Ce renversement de toute hiérarchie commence dès que le pouvoir temporel veut se rendre indépendant de l'autorité spirituelle, puis se la subordonner en prétendant la faire servir à des fins politiques ; il y a là une première usurpation qui ouvre la voie à toutes les autres, et l'on pourrait ainsi montrer que, par exemple, la royauté française, depuis le XIVe siècle, a travaillé elle-même inconsciemment à préparer la Révolution qui devait la renverser ; peut-être aurons-nous quelque jour l'occasion de développer comme il le mériterait ce point de vue que, pour le moment, nous ne pouvons qu'indiquer d'une façon très sommaire.
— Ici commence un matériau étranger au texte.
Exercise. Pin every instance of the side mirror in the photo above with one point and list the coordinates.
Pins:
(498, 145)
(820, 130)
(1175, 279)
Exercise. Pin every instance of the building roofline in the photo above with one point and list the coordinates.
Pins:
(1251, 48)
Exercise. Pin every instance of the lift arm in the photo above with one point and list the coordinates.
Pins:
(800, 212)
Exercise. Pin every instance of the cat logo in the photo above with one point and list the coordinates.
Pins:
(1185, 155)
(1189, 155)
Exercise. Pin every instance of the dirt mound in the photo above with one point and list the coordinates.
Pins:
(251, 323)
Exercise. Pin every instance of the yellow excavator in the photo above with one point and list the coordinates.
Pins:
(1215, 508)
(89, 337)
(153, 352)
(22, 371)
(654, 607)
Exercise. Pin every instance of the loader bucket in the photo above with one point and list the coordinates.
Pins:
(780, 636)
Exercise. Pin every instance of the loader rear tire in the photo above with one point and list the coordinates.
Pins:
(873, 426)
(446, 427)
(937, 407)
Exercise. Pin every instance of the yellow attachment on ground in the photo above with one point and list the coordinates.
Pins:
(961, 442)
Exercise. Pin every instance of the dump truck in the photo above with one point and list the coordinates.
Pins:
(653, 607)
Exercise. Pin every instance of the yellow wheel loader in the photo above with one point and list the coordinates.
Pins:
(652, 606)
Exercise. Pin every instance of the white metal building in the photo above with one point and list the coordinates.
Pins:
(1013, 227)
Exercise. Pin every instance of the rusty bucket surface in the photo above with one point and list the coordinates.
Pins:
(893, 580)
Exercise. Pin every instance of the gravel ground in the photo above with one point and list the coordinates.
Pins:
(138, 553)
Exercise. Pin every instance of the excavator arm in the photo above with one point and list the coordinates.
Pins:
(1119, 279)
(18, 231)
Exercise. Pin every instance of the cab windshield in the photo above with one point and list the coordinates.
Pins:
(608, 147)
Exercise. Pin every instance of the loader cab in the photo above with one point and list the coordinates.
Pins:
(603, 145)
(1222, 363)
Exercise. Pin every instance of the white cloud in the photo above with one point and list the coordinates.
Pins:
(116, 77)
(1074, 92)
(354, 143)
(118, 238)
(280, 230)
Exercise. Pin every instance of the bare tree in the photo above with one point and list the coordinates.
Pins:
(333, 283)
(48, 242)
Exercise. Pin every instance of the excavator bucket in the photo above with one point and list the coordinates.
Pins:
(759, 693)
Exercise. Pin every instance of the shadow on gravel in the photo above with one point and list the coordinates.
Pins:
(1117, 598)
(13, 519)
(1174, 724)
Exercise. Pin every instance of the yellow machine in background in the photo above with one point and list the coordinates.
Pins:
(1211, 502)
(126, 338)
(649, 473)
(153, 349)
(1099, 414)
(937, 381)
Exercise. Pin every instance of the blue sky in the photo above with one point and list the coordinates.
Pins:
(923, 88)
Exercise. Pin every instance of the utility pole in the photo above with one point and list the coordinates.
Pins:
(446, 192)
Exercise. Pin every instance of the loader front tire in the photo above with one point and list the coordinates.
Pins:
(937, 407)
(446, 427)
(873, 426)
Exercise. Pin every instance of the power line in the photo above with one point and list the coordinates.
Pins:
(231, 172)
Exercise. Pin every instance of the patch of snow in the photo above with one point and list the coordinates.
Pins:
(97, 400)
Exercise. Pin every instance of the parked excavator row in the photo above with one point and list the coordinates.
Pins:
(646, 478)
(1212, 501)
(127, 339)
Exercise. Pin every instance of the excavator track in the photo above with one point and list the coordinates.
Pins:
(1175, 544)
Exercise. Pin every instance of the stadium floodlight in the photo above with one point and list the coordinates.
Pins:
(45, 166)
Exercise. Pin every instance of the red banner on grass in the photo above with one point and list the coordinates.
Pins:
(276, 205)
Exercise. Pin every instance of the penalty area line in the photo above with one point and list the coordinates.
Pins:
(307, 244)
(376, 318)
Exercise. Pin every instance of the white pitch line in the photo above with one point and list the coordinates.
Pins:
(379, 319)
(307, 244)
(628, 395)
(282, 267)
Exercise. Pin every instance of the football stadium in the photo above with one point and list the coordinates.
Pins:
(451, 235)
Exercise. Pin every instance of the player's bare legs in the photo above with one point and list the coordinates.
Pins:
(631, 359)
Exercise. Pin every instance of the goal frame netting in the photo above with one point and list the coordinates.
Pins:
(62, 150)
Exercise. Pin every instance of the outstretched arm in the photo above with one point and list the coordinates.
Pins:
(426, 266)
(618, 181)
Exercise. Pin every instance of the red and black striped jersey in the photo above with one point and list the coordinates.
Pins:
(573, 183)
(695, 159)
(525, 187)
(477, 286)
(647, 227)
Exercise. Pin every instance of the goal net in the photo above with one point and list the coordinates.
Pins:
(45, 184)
- qu'il l'ait développé ou non ultérieurement, Guénon reprend ici un point de vue déjà exprimé par Gobineau, Nietzsche et, je le découvre en ce moment, Taine. A tort ou à raison, c'est une idée qui nous semble fort convaincante. Mais reprenons.

Si l'on définit la « démocratie » comme le gouvernement du peuple par lui-même, c'est là une véritable impossibilité, une chose qui ne peut pas même avoir une simple existence de fait, pas plus à notre époque qu'à n'importe quelle autre ; il ne faut pas se laisser duper par les mots, et il est contradictoire d'admettre que les mêmes hommes puissent être gouvernants et gouvernés, parce que, pour employer le langage aristotélicien, un même être ne peut être « en acte » et « en puissance » en même temps et sous le même rapport. Il y a là une relation qui suppose nécessairement deux termes en présence : il ne pourrait y avoir de gouvernés s'il n'y avait aussi des gouvernants, fussent-ils illégitimes et sans autre droit au pouvoir que celui qu'ils se sont attribué eux-mêmes ; mais la grande habileté des dirigeants, dans le monde moderne, est de faire croire au peuple qu'il se gouverne lui-même ; et le peuple se laisse persuader d'autant plus volontiers qu'il en est flatté et que d'ailleurs il est incapable de réfléchir assez pour voir ce qu'il y a là d'impossible. C'est pour créer cette illusion qu'on a inventé le « suffrage universel » : c'est l'opinion de la majorité qui est supposée faire la loi ; mais ce dont on ne s'aperçoit pas, c'est que l'opinion est quelque chose que l'on peut très facilement diriger et modifier ; on peut toujours, à l'aide de suggestions appropriées, y provoquer des courants allant dans tel ou tel sens déterminé ; nous ne savons plus qui a parlé de « fabriquer l'opinion », et cette expression est tout à fait juste, bien qu'il faille dire, d'ailleurs, que ce ne sont pas toujours les dirigeants apparents qui ont en réalité à leur disposition les moyens nécessaires pour obtenir ce résultat.

- marxiste, René ?

Cette dernière remarque donne sans doute la raison pour laquelle l'incompétence des politiciens les plus « en vue » semble n'avoir qu'une importance très relative ; mais, comme il ne s'agit pas ici de démonter les rouages de ce que l'on pourrait appeler la « machine à gouverner », nous nous bornerons à signaler que cette incompétence même offre l'avantage d'entretenir l'illusion dont nous venons de parler : c'est seulement dans ces conditions, en effet, que les politiciens en question peuvent apparaître comme l'émanation de la majorité, étant ainsi à son image, car la majorité, sur n'importe quel sujet qu'elle soit appelée à donner son avis, est toujours constituée par les incompétents, dont le nombre est incomparablement plus grand que celui des hommes qui sont capables de se prononcer en parfaite connaissance de cause.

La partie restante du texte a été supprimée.